Pensieri sul seminario Scienza e femminismo - Agnese Seranis

Maddalena Gasparini

 

Care amiche,

il seminario di sabato mi è molto piaciuto. Era un po’ che mancavo (di solito sabato sono a Silvera) e forse anche per questo ho avuto modo di apprezzare la preparazione, l’impegno, l’originalità dell’iniziativa.

Mi è piaciuto il legame che avete  proposto fra scienza e femminismo da un lato e agnese seranis e la sua biografia e la sua produzione letteraria dall’altro, impensabile senza il femminismo.

Un paio di cose  hanno suscitato dei pensieri e ve li racconto.

Il ricorso alla figura dell’immigrato per dire delle donne nella scienza mi ha ricordato l’affermazione di anna del bo boffino, che definiva terra straniera il mondo del lavoro per le donne. Oggi le donne si muovono nel mondo del lavoro certo con fatica e incertezza ma non più da “straniere”.  Libri, incontri, analisi ed esperienza ci dicono che molto resta da fare (per superare discriminazioni, mancati riconoscimenti etc) ma anche che il lavoro per le donne non è (più) solo strumento dell’autonomia economica ma parte della propria identità collettiva. Il bel racconto illustrato di sara (spero molto che foto e intervento vadano a costituire un breve opuscolo) si chiude non a caso con foto di donne (fabiola gianotti, elena cattaneo, samantha cristofoletti) che ci dicono che il tempo dei “romiti nei panni di rita hayworth”  (cito a memoria)  è finito. Le donne al lavoro non hanno bisogno di esibire un corpo pensato per il desiderio maschile, e nemmeno di camuffarsi per essere accettate (non sempre accolte, certo). Ricordo un’intervista a una medica laureatasi negli anni 50 che raccontava come le fosse proibito dal primario presentarsi in reparto con le unghie laccate e di qualche compagna di corso che si presentava discinta agli esami. Stante la stupidità maschile di fronte alla seduzione, non mancherà chi oggi ricorre agli stessi strumenti, ma almeno hanno maggior competenza “contrattuale”.

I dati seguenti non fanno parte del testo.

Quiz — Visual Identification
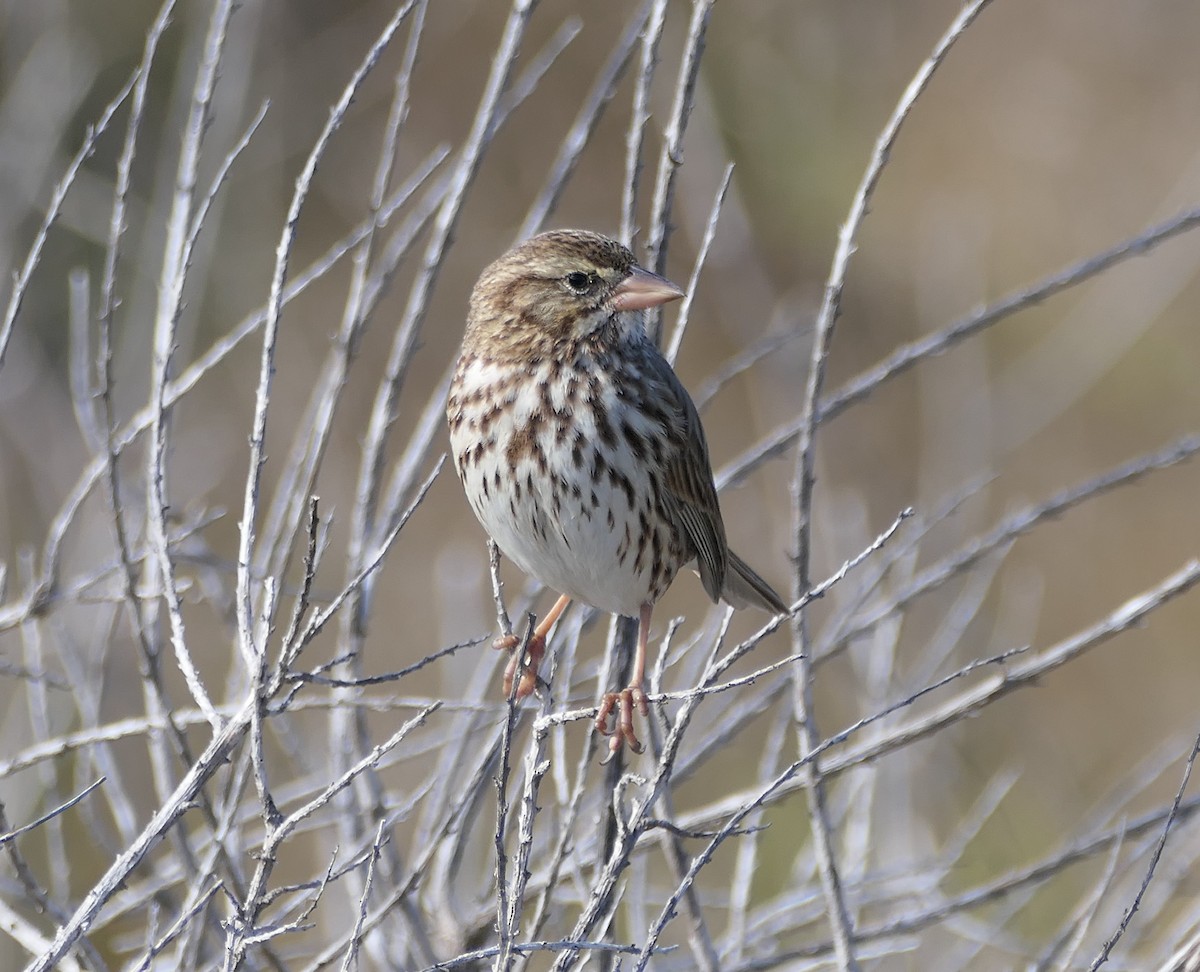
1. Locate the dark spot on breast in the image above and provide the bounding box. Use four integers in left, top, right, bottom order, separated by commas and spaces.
593, 408, 617, 449
504, 425, 536, 466
620, 421, 646, 462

E’ accaduto (o sta accadendo) qualcosa di simile  con il mondo della scienza? Davvero si fatica a esserci col nostro corpo di donne?

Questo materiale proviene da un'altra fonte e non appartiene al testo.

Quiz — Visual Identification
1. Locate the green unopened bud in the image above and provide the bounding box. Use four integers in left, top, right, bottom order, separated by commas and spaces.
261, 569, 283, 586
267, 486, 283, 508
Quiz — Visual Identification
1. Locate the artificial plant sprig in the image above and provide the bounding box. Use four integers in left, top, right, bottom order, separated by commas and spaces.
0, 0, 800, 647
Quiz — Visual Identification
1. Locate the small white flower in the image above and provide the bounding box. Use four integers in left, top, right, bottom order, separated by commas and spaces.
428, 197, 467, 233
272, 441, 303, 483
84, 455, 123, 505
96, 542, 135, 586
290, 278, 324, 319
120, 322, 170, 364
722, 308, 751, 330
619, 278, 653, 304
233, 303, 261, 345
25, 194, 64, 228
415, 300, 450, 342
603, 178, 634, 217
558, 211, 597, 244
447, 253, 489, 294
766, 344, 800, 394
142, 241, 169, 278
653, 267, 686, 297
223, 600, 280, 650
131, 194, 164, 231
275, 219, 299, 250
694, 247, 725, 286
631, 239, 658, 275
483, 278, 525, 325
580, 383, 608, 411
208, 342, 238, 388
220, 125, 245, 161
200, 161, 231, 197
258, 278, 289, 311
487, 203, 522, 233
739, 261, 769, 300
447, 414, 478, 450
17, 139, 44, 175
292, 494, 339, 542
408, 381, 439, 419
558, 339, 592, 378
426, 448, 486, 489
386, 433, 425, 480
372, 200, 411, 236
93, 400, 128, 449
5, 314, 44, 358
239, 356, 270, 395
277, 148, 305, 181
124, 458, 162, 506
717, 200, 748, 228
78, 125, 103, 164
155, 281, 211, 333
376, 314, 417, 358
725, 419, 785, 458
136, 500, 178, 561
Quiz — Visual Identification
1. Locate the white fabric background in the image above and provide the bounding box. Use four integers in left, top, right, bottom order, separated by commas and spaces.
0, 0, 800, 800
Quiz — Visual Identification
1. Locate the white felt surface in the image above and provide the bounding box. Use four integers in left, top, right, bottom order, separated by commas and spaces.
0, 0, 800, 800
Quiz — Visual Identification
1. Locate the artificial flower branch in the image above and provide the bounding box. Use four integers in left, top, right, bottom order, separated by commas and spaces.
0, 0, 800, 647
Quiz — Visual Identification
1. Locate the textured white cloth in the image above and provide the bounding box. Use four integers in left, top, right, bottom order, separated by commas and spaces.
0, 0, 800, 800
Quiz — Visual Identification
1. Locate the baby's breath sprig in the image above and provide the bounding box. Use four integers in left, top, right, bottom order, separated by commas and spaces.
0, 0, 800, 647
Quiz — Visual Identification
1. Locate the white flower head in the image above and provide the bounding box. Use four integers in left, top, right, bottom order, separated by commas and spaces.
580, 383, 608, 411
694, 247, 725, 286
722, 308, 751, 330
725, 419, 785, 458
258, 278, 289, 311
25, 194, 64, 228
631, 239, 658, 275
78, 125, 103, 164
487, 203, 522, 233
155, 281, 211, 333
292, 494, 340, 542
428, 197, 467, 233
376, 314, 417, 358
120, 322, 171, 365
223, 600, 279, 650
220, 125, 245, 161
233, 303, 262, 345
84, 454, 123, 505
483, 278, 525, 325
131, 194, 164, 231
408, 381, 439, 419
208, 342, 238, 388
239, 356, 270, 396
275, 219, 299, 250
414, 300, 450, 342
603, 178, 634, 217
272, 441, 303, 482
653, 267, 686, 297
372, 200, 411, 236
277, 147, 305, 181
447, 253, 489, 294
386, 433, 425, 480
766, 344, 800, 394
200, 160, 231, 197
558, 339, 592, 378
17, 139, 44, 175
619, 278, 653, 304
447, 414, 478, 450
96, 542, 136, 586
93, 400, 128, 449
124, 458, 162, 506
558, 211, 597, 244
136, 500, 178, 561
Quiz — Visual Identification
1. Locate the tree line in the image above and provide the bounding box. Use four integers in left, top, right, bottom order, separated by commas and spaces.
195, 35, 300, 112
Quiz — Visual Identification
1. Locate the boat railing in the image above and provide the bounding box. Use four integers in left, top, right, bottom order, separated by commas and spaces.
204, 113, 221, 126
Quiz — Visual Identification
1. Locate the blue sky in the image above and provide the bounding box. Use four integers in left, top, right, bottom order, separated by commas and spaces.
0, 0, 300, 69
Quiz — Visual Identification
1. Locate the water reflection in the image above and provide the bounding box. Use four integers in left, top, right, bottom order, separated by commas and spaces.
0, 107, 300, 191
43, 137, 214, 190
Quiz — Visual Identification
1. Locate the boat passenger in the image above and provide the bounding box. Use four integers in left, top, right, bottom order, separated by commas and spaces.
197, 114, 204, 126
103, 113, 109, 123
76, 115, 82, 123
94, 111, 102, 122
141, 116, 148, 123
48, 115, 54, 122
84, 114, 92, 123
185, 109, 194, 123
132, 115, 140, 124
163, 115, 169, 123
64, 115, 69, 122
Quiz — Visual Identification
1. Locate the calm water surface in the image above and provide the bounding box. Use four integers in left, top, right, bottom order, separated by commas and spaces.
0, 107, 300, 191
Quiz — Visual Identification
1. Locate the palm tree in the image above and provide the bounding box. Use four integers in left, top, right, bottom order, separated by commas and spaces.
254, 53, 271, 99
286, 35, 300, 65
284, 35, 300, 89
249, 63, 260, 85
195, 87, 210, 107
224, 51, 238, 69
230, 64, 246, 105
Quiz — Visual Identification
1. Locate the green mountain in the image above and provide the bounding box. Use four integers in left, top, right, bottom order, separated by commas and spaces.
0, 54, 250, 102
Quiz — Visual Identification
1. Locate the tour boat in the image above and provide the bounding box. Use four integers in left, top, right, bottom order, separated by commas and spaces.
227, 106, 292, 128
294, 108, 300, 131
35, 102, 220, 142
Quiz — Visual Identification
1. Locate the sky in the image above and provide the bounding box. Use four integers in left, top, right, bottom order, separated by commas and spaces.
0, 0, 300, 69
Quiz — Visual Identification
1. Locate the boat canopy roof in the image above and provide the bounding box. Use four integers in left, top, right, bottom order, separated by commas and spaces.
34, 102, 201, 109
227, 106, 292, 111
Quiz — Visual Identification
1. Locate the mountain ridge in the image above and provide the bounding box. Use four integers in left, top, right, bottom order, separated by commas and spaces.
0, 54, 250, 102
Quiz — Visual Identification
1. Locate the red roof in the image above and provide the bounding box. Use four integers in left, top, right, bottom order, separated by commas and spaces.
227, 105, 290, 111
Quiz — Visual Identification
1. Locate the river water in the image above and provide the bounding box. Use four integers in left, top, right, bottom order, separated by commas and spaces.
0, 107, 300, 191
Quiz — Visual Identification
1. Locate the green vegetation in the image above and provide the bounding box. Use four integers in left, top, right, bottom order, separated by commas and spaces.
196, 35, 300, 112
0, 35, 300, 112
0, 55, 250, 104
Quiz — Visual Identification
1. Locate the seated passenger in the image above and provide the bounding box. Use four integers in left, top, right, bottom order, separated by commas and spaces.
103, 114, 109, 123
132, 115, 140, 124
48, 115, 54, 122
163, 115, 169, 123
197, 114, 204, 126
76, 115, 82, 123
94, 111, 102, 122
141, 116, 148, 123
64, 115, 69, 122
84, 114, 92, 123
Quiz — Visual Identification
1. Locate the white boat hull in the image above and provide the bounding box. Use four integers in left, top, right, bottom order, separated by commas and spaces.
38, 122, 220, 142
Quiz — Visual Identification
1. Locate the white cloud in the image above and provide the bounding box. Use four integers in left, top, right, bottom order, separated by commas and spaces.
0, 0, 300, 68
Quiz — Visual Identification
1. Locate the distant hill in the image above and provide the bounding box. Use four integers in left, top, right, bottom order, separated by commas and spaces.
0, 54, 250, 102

Mi ha colpito, nella ricostruzione di liliana (che avevo anticipato leggendo il dossier sul sito della LUD) la carriera scientifico-lavorativa di agnese (specchiata almeno in parte nel racconto di henriette). Gli interrogativi sulla scienza e sul suo essere donna di scienza non le hanno impedito di studiare, sperimentare, pubblicare, dirigere;   segno che il “tormento” non raffreddava la passione conoscitiva, la capacità organizzativa e l’autorevolezza.

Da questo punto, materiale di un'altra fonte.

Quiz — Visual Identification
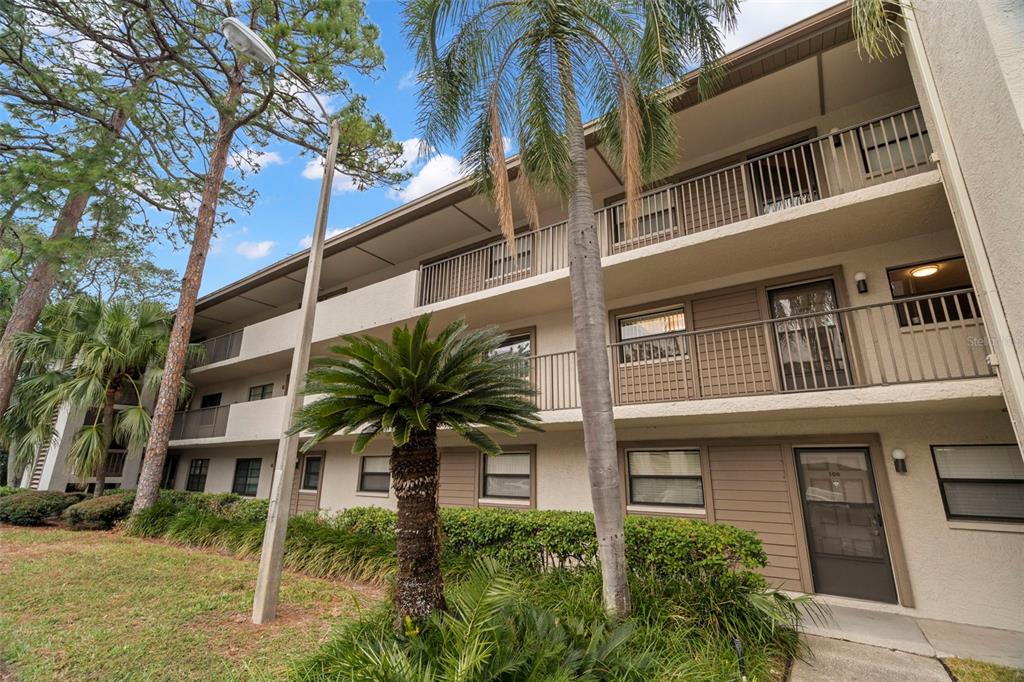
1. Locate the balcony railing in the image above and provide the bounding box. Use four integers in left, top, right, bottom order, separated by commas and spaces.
171, 404, 231, 440
419, 106, 934, 305
189, 329, 245, 368
527, 289, 992, 411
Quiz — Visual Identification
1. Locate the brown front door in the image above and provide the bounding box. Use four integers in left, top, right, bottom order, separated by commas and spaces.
797, 447, 896, 603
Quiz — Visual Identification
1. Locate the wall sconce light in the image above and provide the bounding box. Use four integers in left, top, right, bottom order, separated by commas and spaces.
893, 447, 906, 473
853, 272, 867, 294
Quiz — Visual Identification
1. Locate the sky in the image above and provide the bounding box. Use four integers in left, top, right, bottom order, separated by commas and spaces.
153, 0, 837, 294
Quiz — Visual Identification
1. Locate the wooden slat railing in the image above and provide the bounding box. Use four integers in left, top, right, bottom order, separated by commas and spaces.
419, 106, 934, 305
171, 404, 231, 440
526, 289, 993, 410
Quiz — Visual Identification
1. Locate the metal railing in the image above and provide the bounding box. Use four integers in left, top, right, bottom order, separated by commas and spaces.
171, 404, 231, 440
419, 106, 934, 305
528, 289, 993, 410
188, 329, 245, 369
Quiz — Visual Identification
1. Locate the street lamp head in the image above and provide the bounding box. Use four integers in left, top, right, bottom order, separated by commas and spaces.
220, 16, 278, 67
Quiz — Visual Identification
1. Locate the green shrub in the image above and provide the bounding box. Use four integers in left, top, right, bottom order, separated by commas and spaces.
296, 559, 654, 682
0, 491, 85, 525
60, 491, 135, 530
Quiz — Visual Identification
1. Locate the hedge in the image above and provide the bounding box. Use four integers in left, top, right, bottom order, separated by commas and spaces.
0, 491, 85, 525
128, 492, 767, 581
60, 491, 135, 530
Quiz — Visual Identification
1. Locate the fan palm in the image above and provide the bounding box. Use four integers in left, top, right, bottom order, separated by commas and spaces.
406, 0, 738, 615
293, 315, 539, 626
0, 296, 192, 495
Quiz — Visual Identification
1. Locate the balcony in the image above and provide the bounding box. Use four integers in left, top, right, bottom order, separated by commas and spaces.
189, 329, 244, 369
171, 404, 231, 440
525, 289, 994, 411
418, 106, 935, 305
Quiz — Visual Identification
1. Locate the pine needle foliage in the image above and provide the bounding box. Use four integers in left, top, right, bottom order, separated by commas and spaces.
293, 315, 540, 455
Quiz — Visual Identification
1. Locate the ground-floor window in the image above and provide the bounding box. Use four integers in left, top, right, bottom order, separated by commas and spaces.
302, 455, 324, 491
932, 445, 1024, 521
626, 449, 703, 507
231, 459, 263, 498
359, 456, 391, 493
483, 453, 530, 500
185, 460, 210, 493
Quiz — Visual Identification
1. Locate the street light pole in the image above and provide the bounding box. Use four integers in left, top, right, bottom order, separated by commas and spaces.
220, 16, 339, 625
253, 116, 338, 625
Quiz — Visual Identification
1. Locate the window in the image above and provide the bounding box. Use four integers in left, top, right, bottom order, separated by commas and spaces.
886, 256, 979, 327
104, 449, 127, 478
857, 117, 932, 175
302, 456, 324, 491
249, 384, 273, 401
185, 460, 210, 493
616, 306, 687, 363
231, 459, 263, 498
487, 240, 532, 280
626, 450, 703, 507
482, 453, 529, 500
932, 445, 1024, 521
359, 457, 391, 493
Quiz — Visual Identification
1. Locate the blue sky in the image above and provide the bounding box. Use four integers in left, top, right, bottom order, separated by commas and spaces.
161, 0, 835, 294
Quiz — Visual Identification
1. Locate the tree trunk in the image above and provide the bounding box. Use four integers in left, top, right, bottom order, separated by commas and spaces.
391, 430, 444, 632
0, 102, 136, 415
132, 81, 242, 514
559, 59, 633, 617
93, 385, 118, 498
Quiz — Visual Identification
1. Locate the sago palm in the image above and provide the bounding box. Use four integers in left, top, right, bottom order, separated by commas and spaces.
0, 296, 192, 495
294, 315, 539, 626
406, 0, 738, 615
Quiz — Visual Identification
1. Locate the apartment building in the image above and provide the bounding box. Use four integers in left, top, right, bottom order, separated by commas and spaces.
24, 6, 1024, 630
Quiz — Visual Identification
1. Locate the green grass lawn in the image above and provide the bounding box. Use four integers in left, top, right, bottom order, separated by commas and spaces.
0, 526, 381, 680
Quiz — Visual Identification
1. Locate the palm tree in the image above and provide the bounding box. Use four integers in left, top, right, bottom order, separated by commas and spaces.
406, 0, 738, 615
0, 296, 197, 496
293, 315, 539, 628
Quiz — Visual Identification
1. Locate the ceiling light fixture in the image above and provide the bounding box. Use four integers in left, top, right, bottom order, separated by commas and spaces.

La fatica di essere insieme oggetto e soggetto della conoscenza certo è più facile da risolvere nei settori scientifici legati –diciamo così- alla vita. Medicina, biologia, ecologia e le varie declinazioni facilitano il superamento di questa dicotomia: l’empatia che nasce di fronte alla persona malata, all’animale da proteggere, l’inevitabile rispecchiamento (che mi ha indotto a lasciare qualche mese fa l’attività clinica, per “fatica”)  non sono automatici e richiedono una scelta consapevole. Ma che va appunto nella direzione del superamento della dicotomia. Non solo io (soggetto) “so”, anche l’altra (oggetto) “sa”,di sé.

Ma per chi studia fisica? permettetemi una neuro-divagazione. Mentre studiavo qualche anno fa di stato vegetativo e dunque della “natura” della coscienza, ho letto il famoso saggio di Nagel (what is it like to be a bat? Com’è essere un pipistrello?) che introduce a quella che poi verrà chiamata “coscienza fenomenica” una coscienza che hanno anche gli animali: un pipistrello sa benissimo (è cosciente di) com’è essere un pipistrello. Negli umani la coscienza fenomenica è tuttavia associata a quella che Ned Block chiamerà  “coscienza dell’accesso” cioè la capacità di rappresentare a se stesse il contenuto della coscienza e usarlo come premessa al ragionamento e all’azione.  Perché questa divagazione? dismessi i panni di rita hayworth la coscienza del nostro corpo di donna (della sua differenza e di tutto quello che si porta dietro) ci accompagna in ogni luogo, anche nel mondo della scienza. E mi piace credere che quando agnese ha chiesto di morire guardando il cielo, non fosse animata da sentimenti new age, ma dalla consapevolezza che la bellezza del cielo stellato nasce nella nostra coscienza non meno della consapevolezza del nostro essere donne.